27 lancaster rd new sooth woles

to the address parser, it's going to output an error.

This isn't the case with your RNN based address-net address parser as it can auto-correct typos and recognise the street address and street name automatically just from that string. Absolutely fantastic 👍

danfeltham commented 3 years ago

Glad you were able to get it working! Thankyou for sharing your process. I haven't tested this pull request with Tensorflow v1 so it definitely raises a good question as to how backwards compatible this update is.

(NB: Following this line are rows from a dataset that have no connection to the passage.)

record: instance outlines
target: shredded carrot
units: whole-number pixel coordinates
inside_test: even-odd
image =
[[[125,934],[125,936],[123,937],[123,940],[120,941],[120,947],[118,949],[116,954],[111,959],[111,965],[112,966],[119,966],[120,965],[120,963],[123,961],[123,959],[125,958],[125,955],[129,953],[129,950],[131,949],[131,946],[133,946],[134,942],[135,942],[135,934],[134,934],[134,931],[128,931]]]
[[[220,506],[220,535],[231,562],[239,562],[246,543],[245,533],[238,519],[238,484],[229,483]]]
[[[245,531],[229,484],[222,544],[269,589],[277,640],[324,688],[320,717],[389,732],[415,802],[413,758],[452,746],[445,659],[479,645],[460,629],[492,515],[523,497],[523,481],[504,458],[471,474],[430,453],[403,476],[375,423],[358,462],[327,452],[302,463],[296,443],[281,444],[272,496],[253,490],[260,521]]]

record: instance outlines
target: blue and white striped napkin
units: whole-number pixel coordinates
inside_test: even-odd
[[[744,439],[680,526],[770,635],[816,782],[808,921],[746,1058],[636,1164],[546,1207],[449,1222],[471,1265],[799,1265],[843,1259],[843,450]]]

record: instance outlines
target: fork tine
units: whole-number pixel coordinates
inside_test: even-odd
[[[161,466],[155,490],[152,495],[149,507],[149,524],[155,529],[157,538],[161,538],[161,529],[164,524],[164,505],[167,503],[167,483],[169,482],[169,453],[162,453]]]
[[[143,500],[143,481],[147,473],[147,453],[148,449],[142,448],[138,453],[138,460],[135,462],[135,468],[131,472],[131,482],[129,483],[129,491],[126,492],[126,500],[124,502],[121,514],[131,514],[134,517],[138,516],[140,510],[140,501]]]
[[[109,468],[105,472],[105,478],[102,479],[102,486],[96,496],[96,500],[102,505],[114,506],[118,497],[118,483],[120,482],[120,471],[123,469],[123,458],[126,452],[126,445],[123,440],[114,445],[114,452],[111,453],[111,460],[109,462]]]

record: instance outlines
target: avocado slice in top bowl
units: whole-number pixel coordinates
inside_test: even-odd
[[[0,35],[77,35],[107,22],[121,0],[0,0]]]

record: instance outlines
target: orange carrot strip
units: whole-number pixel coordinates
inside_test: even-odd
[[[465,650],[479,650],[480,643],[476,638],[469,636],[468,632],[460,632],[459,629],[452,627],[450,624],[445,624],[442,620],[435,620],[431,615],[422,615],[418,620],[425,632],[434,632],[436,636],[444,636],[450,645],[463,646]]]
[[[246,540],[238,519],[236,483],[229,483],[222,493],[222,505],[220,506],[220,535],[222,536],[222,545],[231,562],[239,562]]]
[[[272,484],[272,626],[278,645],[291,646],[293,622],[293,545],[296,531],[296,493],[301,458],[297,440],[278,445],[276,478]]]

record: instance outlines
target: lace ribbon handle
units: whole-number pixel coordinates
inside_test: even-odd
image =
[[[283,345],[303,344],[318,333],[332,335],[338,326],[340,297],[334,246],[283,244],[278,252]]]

danfeltham commented 3 years ago

@Aretle first of all, please accept my apologies for not noticing this (badly needed) PR. I have been swamped with notifications from my day job and this never caught my attention. Let me check this over the coming week in view of getting it merged. Thank you for your hard work

No stress at all! I just thought I'd leave a pull request so people could see it and use it if they needed to. Echoing what blue2609 said, you've done an awesome job on this package so I'm glad to possibly be able to contribute. Let me know if you have any questions or want me to walk you through the changes.

I'm not sure about the backwards compatibility of this update, I think it will bring the lower limit version of Tensorflow up to a version I haven't checked.

jasonrig commented 3 years ago

My personal feeling is that we can increment the major version number and not try to maintain backward compatibility. TF 1.x is old and ensuring backwards compatibility, especially when there are no new features (that is, the API is the same), seems like time not well spent.

@Aretle since you retrained the model, it may cause slight changes to the output, and that maybe a bigger concern for others than TF backwards compatibility, since the output from the earlier version may not be 100% reproducible. This is not a problem in and of itself, but just another reason to include this as a major version increment alongside a release note to this effect.

(Other things on my wishlist: CI/CD for testing combinations of python and TF versions, a QC dataset to verify that any retrained model isn't getting noticeably worse 😇 ... not going to happen in this PR, but I'll note it as an issue for anyone who may want to take it up)

paulgdowling commented 7 months ago

@jasonrig As others have stated. what you have built is really cool. I have noticed when I run it, I am getting loads of warning messages about Tensorflow deprecating a number of the tensorflow functions and providing alternative Keras functions. Any chance these could be resolved? It is totally beyond my skill level as this technology is all new to me.